I’ve noticed that more and more celebrities, politicians, broadcasters and sports figures are saying things that offend people. Reporting gaffs, if they are indeed that, has become its own news genre.
What people say rarely offends me. I’m an advocate of free speech. And I like to hear what people really think. Don’t others feel this way? It is difficult for me to believe that, say, a Jew, would prefer an anti-Semitic congressman keep quiet and never be found out, rather than speak honestly and reveal himself.
Do those who complain about people like Roland Martin think Roland Martin would be a different person if he didn’t say what he said?
I once found myself among a large group of traveling North Koreans. They didn’t say a word, didn’t crack a facial expression, didn’t show they were human. Fear encapsulated them. I’d much rather be around a bigot than an automaton. I’m hoping the current tendency to castigate offensive utterances doesn’t turn Americans into North Koreans.
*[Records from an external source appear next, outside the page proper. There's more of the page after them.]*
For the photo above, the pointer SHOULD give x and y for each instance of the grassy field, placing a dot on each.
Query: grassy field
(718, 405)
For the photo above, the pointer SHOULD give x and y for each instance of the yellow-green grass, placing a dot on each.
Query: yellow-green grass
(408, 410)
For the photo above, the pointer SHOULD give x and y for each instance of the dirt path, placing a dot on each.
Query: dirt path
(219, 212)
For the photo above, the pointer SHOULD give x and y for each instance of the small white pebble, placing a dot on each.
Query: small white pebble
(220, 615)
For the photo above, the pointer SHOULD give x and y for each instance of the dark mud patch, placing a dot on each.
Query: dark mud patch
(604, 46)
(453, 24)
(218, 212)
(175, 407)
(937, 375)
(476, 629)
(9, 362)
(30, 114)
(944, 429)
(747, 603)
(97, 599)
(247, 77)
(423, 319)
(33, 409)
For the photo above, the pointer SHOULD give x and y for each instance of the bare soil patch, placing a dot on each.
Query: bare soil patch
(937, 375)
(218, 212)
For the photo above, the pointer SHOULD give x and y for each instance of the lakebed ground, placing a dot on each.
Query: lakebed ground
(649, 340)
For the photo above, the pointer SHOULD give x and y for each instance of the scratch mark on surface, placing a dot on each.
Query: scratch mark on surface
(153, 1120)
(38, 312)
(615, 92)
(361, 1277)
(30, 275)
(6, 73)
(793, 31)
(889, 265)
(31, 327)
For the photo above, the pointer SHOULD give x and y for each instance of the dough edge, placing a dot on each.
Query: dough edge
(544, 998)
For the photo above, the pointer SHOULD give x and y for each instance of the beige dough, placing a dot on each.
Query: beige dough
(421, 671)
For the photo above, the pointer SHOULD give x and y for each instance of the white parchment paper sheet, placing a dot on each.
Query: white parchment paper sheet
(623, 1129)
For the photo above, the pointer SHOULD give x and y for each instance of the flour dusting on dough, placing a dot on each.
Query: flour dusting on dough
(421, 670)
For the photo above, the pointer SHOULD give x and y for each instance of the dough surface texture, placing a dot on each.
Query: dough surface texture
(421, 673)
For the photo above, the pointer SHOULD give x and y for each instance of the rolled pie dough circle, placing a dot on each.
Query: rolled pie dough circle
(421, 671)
Can’t we just ignore celebrity offenders? That’s severe punishment, since these are people who can’t seem to live without attention.
There once was a politician in my town who probably was a good fellow at heart. He liked to make jokes and never worried about offending people. He thought himself a scream. He held a high county office and once had to deal with a small riot in a Hispanic neighborhood.
He was unable to play it straight.
During a public meting he said this: “We could have avoided the problem if someone had just put up a taco stand.”
He was roundly criticized.
At the next meeting, he took the podium to apologize, even though he was not the kind of man to do so.
“I was completely wrong,” he told his audience. “It’s the Mexicans who like tacos. The people who rioted were Puerto Ricans.”
And he belly laughed.
Was this man a racist or simply a failed comedian?
To me he was someone who refused to hide himself. If I chose to, I could have run from him, knowing more about him than I knew about most people.
He lost the next election, retired and died. Roland Martin, on the other hand, probably has followers on social media than ever before.